Selling Your Home? Here’s What You Should Know About Taxes
Though tax time is no one’s favorite time of year, knowing how your tax situation is affected by certain events – like the sale of your home – is of no small importance. If you want to sell your home or are in the process of doing so, there are specific tax implications to consider. Here’s what you should know.
Will I have to pay taxes if I sell my home?
If you sell your home for more money than you bought it, you may owe taxes on the amount between those two numbers. The IRS does have some favorable rules, however, that could help you qualify for an “exclusion of gain”.
Whether you have a capital gain or capital loss (essentially, whether you gained money or lost money on the sale of your home) is determined by subtracting the amount you paid for your home from the amount you sold it for.
If the number is positive, it is called a capital gain. If it is negative, it is a capital loss.
What is “Exclusion of gain”?
Exclusion of gain is an “exclusion from being required” to pay taxes on the sale of your home. There are eligibility requirements for this that have to do with how you file your taxes (single vs. married), how much money you made on the sale (your capital gains), as well as how long you’ve owned and lived in your home.
The IRS offers an exclusion of gain of $250,000 for single filers and $500,000 for married couples who file jointly, if certain requirements are met.
The exclusion works like this:
Let’s pretend bought a home 15 years ago for $150,000 and sold it today for $700,000. This means your profit is $550,000. (Congratulations!)
If you are married and able to file taxes as “married filing jointly,” you may not have to pay taxes for $500,000 of that profit.
If you are only able to file taxes as “single,” then the amount that is not taxable may only be $250,000. You may owe capital gains tax on the other $300,000.
How to qualify for the exclusion of gain
The following eligibility requirements must be met to qualify for the exclusion of gain:
- You need to have owned the home for at least two out of five years before the closing date.
- You need to have resided in the home as your primary residence for two out of five years before the closing date. (does not have to be consecutive)
- You need to have not sold a home in the previous two years from the closing date.
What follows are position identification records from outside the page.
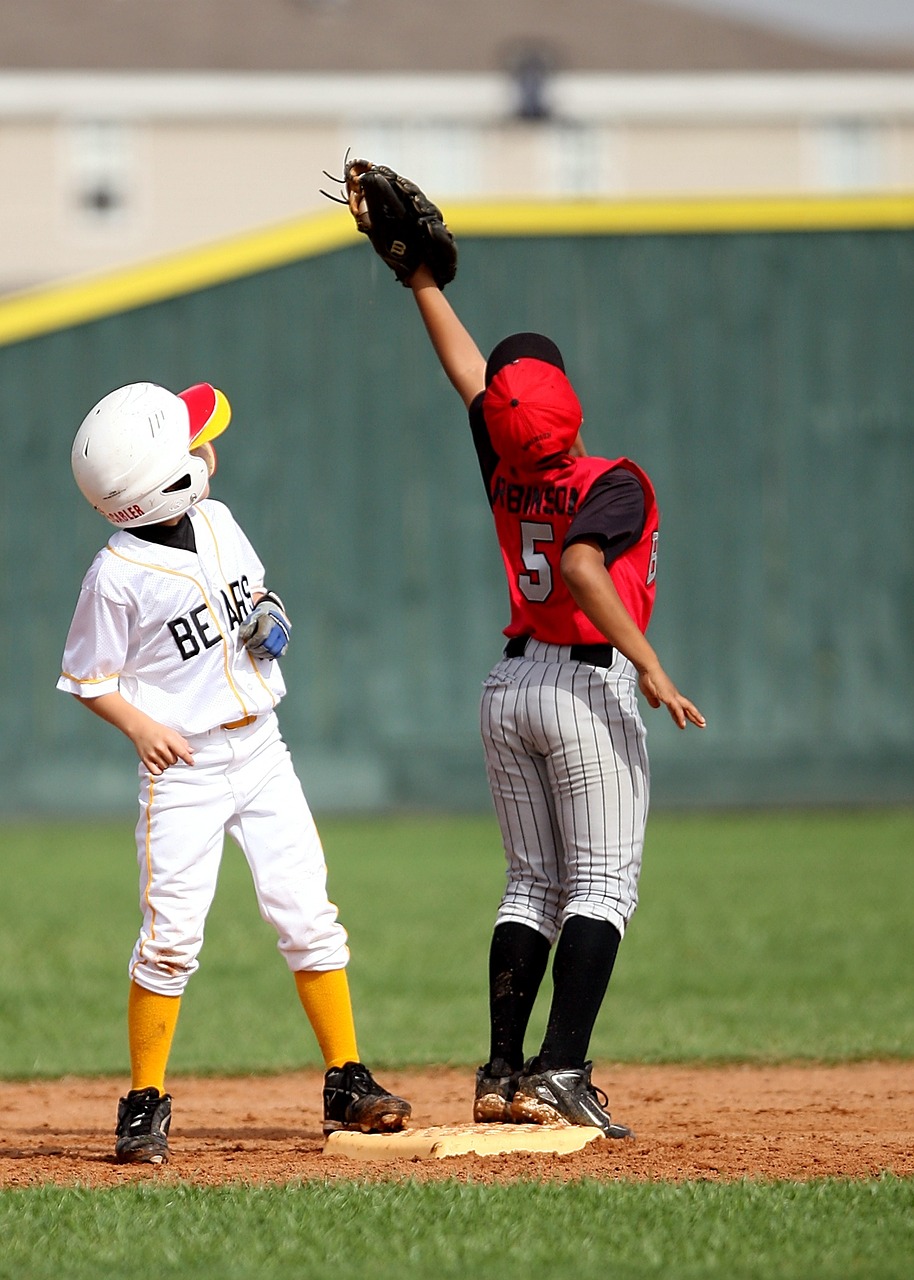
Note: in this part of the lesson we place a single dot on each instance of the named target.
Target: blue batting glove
(265, 631)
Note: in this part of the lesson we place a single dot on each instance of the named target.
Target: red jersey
(533, 516)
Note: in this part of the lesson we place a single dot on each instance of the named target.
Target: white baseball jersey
(160, 626)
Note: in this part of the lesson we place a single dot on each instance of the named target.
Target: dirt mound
(708, 1123)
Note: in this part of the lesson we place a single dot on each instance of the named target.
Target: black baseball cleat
(496, 1084)
(563, 1096)
(353, 1100)
(144, 1118)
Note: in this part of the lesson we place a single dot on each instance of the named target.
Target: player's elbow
(581, 567)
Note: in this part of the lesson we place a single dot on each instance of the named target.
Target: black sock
(585, 955)
(517, 960)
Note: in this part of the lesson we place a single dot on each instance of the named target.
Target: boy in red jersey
(563, 737)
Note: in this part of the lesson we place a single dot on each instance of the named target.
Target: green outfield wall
(755, 357)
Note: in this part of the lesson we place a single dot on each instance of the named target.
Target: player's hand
(661, 691)
(265, 631)
(159, 746)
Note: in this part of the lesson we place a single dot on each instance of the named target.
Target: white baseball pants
(242, 782)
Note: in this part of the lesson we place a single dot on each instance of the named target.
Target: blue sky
(872, 21)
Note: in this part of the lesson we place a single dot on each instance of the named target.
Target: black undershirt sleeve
(612, 513)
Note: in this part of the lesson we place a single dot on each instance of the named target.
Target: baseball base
(440, 1141)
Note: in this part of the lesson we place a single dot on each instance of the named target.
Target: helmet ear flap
(208, 453)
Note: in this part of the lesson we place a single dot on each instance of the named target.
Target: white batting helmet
(133, 453)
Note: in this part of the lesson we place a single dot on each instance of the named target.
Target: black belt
(597, 654)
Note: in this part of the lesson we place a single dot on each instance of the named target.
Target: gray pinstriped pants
(565, 753)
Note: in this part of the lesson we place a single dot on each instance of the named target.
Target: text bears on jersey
(199, 629)
(551, 499)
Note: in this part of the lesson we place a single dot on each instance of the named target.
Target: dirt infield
(691, 1123)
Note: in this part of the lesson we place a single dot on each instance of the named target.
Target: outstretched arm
(594, 593)
(460, 356)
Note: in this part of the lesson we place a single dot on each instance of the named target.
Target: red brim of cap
(209, 412)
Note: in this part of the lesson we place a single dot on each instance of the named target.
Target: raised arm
(460, 356)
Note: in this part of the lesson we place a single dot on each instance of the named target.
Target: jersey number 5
(537, 584)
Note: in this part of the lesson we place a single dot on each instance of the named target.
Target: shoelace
(599, 1096)
(142, 1111)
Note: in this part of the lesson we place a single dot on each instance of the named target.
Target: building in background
(131, 131)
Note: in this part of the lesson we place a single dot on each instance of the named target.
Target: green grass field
(761, 937)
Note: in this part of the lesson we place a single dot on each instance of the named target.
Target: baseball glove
(265, 631)
(405, 228)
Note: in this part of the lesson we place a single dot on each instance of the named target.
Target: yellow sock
(150, 1027)
(325, 1000)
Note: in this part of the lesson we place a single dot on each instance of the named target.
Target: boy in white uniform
(173, 641)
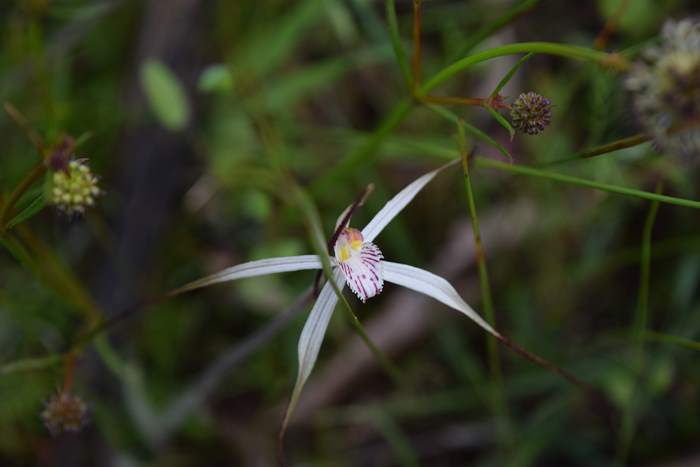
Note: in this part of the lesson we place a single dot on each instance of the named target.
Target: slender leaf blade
(508, 76)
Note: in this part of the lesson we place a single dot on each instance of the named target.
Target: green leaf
(449, 115)
(165, 95)
(396, 44)
(36, 205)
(502, 121)
(215, 78)
(508, 76)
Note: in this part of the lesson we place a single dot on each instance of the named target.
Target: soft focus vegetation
(218, 130)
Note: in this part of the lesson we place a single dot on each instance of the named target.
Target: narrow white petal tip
(361, 264)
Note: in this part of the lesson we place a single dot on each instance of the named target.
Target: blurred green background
(190, 106)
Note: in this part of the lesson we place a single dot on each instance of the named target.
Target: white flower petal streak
(434, 286)
(360, 262)
(312, 337)
(255, 268)
(396, 204)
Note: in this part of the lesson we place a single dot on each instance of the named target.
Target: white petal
(364, 274)
(394, 206)
(341, 216)
(434, 286)
(312, 337)
(255, 268)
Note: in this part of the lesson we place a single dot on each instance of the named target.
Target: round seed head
(665, 88)
(74, 188)
(531, 113)
(64, 412)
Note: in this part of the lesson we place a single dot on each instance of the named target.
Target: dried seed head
(64, 412)
(665, 87)
(74, 188)
(531, 113)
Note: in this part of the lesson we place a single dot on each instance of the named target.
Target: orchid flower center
(361, 263)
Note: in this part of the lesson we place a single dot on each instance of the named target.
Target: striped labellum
(360, 262)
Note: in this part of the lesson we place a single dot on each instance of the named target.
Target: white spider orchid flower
(359, 263)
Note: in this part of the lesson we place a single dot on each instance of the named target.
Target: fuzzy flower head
(665, 85)
(74, 187)
(531, 113)
(64, 412)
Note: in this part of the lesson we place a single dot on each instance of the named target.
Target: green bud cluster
(74, 188)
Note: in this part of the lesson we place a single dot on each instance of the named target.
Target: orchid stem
(499, 401)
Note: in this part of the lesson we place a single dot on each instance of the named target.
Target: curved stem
(564, 50)
(557, 177)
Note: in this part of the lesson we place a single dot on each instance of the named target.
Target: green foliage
(165, 95)
(299, 106)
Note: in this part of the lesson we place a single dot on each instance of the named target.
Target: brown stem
(69, 363)
(545, 364)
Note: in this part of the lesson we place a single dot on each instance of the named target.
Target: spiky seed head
(64, 412)
(665, 88)
(74, 187)
(531, 113)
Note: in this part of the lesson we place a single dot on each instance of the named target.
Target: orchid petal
(396, 204)
(312, 337)
(255, 268)
(363, 274)
(434, 286)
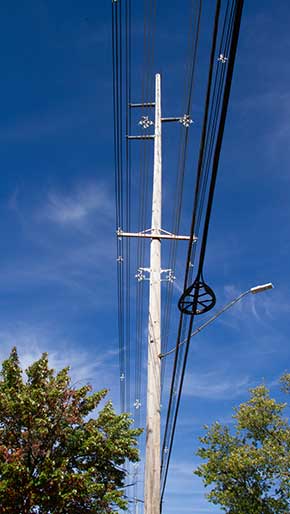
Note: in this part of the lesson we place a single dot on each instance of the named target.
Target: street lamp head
(260, 289)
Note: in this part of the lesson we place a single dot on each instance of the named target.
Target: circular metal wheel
(197, 299)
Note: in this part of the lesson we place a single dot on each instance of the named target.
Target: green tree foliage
(248, 468)
(53, 458)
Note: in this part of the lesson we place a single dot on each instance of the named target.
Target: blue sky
(57, 258)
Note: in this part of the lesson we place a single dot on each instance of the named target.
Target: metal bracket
(170, 276)
(222, 58)
(141, 137)
(150, 234)
(186, 120)
(137, 404)
(140, 275)
(145, 122)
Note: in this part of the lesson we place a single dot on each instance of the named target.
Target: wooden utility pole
(156, 234)
(152, 462)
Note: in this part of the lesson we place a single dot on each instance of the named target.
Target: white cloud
(77, 206)
(213, 385)
(86, 366)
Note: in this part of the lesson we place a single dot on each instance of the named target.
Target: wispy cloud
(86, 366)
(216, 386)
(77, 207)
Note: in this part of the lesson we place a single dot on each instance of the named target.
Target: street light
(253, 290)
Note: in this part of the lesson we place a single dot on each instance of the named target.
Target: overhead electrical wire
(194, 32)
(218, 143)
(197, 188)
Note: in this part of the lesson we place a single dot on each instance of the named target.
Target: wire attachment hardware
(197, 299)
(137, 404)
(222, 58)
(145, 122)
(186, 120)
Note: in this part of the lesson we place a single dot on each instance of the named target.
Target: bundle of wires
(216, 104)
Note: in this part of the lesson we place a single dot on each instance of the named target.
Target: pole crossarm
(151, 136)
(147, 104)
(162, 234)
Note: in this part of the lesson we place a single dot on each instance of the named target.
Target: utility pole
(152, 463)
(156, 234)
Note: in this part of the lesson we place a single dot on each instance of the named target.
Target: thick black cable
(203, 136)
(224, 109)
(212, 57)
(232, 56)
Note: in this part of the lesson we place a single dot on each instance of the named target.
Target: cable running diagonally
(222, 119)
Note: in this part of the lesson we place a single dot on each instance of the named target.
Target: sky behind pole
(57, 258)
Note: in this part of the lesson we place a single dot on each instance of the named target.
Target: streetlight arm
(253, 290)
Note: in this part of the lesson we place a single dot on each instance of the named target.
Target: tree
(53, 459)
(248, 467)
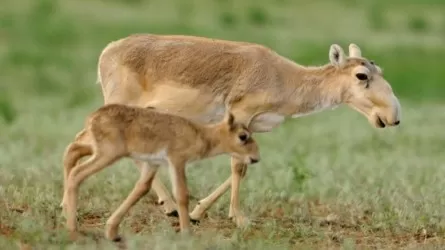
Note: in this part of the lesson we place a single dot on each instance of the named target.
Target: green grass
(326, 181)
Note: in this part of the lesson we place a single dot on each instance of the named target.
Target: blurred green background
(393, 177)
(49, 48)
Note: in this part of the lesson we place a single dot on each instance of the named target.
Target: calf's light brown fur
(200, 78)
(115, 131)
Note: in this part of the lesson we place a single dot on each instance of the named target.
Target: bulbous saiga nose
(253, 160)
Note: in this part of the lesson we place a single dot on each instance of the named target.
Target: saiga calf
(200, 78)
(115, 131)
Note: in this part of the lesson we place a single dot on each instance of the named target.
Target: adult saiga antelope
(198, 78)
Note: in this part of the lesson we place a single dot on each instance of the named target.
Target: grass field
(326, 181)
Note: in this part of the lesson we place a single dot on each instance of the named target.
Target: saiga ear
(337, 55)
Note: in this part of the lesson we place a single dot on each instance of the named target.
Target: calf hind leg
(148, 172)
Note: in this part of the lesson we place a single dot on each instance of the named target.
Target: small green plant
(7, 112)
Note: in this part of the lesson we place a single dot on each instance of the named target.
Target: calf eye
(243, 137)
(361, 76)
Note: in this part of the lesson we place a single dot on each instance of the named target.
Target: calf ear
(230, 120)
(354, 51)
(337, 55)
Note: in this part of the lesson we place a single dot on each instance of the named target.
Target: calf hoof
(173, 213)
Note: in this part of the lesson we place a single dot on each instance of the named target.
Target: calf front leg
(164, 198)
(239, 170)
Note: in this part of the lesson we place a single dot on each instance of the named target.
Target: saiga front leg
(180, 189)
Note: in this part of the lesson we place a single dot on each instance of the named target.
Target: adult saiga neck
(310, 88)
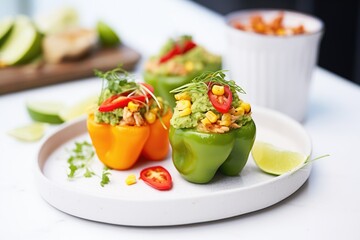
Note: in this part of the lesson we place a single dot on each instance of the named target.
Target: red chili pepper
(177, 50)
(188, 46)
(221, 103)
(157, 177)
(121, 100)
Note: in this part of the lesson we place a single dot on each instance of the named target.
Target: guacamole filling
(132, 105)
(177, 59)
(196, 105)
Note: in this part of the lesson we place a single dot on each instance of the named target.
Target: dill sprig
(116, 81)
(79, 162)
(119, 81)
(200, 83)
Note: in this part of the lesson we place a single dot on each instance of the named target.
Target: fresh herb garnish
(79, 161)
(199, 83)
(118, 81)
(115, 81)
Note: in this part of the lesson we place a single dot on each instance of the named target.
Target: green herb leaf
(80, 159)
(105, 177)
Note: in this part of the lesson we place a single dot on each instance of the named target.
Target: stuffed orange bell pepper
(130, 122)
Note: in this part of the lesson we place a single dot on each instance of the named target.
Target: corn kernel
(185, 112)
(133, 107)
(189, 66)
(182, 104)
(218, 90)
(160, 99)
(182, 96)
(154, 110)
(131, 179)
(225, 123)
(206, 121)
(226, 117)
(246, 107)
(211, 116)
(150, 117)
(239, 111)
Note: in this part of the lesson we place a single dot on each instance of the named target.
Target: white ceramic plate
(185, 203)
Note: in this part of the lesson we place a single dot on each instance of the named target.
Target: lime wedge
(23, 43)
(79, 109)
(107, 36)
(5, 29)
(276, 161)
(45, 111)
(29, 133)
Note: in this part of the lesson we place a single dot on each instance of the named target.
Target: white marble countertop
(326, 207)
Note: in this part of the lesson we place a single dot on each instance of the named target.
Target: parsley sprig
(80, 160)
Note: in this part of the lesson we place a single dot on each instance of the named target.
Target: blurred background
(340, 47)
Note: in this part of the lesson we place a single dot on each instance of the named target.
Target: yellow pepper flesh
(119, 147)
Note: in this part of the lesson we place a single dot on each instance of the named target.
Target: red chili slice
(157, 177)
(121, 100)
(221, 103)
(177, 50)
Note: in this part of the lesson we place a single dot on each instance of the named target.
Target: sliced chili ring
(157, 177)
(121, 100)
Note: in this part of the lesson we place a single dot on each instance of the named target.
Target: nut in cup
(273, 60)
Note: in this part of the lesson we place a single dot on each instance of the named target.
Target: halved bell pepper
(199, 155)
(119, 147)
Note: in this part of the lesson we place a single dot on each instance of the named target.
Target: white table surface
(326, 207)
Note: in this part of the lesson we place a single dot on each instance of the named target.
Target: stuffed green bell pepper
(177, 63)
(211, 129)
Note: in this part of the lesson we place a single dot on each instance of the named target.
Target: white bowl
(275, 71)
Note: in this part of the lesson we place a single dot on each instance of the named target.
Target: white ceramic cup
(274, 71)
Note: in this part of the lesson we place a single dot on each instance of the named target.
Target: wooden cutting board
(30, 76)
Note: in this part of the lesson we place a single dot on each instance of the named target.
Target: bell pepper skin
(164, 84)
(157, 146)
(118, 147)
(244, 140)
(198, 156)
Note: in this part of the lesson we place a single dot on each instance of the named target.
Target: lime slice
(44, 111)
(29, 133)
(79, 109)
(107, 36)
(22, 45)
(273, 160)
(5, 29)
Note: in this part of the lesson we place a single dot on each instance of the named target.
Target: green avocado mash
(201, 104)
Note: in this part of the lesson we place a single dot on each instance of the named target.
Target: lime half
(29, 133)
(78, 109)
(23, 43)
(107, 36)
(45, 111)
(276, 161)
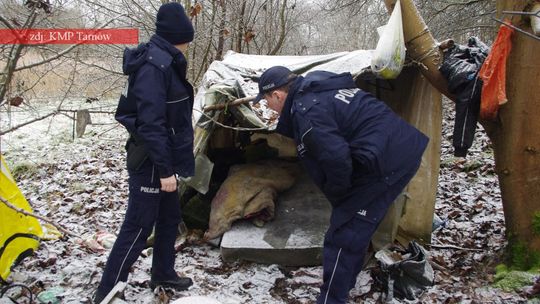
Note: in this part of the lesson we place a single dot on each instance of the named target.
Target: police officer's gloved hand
(168, 184)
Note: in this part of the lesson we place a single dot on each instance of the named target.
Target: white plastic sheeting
(244, 69)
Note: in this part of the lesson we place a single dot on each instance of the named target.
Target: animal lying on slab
(250, 191)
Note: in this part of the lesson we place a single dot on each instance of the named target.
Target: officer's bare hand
(168, 184)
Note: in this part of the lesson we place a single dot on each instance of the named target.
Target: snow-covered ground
(82, 184)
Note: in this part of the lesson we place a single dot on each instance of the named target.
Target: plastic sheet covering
(19, 234)
(243, 70)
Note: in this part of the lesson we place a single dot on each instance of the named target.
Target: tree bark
(421, 45)
(516, 139)
(222, 30)
(282, 26)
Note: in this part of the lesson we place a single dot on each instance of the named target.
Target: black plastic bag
(406, 278)
(460, 68)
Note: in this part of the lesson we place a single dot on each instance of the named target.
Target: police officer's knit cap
(272, 79)
(173, 25)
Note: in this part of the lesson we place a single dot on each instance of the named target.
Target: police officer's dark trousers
(345, 246)
(147, 205)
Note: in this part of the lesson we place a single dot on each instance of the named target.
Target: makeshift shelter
(19, 233)
(410, 95)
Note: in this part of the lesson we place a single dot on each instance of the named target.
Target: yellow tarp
(19, 233)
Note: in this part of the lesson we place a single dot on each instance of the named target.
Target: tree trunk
(516, 140)
(420, 44)
(222, 30)
(282, 26)
(241, 28)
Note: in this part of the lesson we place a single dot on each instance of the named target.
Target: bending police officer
(358, 152)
If you have sold in the previous two years and did not take an exclusion of gain for that sale, then you can still qualify.
There are some exceptions to the requirements above if you’ve lived in your home for at least a year and experienced a life-altering event that triggered the sale of your home. You could be eligible for a full or partial exclusion of gain for events such as divorce, becoming widowed, becoming ill or disabled/incapacitated, if your former home was destroyed, or if you were a service member.
Disqualifications for the exclusion of gain
There are specific things that can disqualify you from the exclusion of gain, such as having to pay expatriate tax, or if you acquired your home in a like-kind exchange in the previous five years. Additionally, the home must be the primary residence you’ve lived in for at least two years. So if this is your vacation home or you sell before owning it for two years, it’s likely you will not qualify.
If you’re selling your home, you may not have to pay capital gains tax depending on your situation. However, it’s important to note the limitations and qualifications so you know what you’re in for come tax time.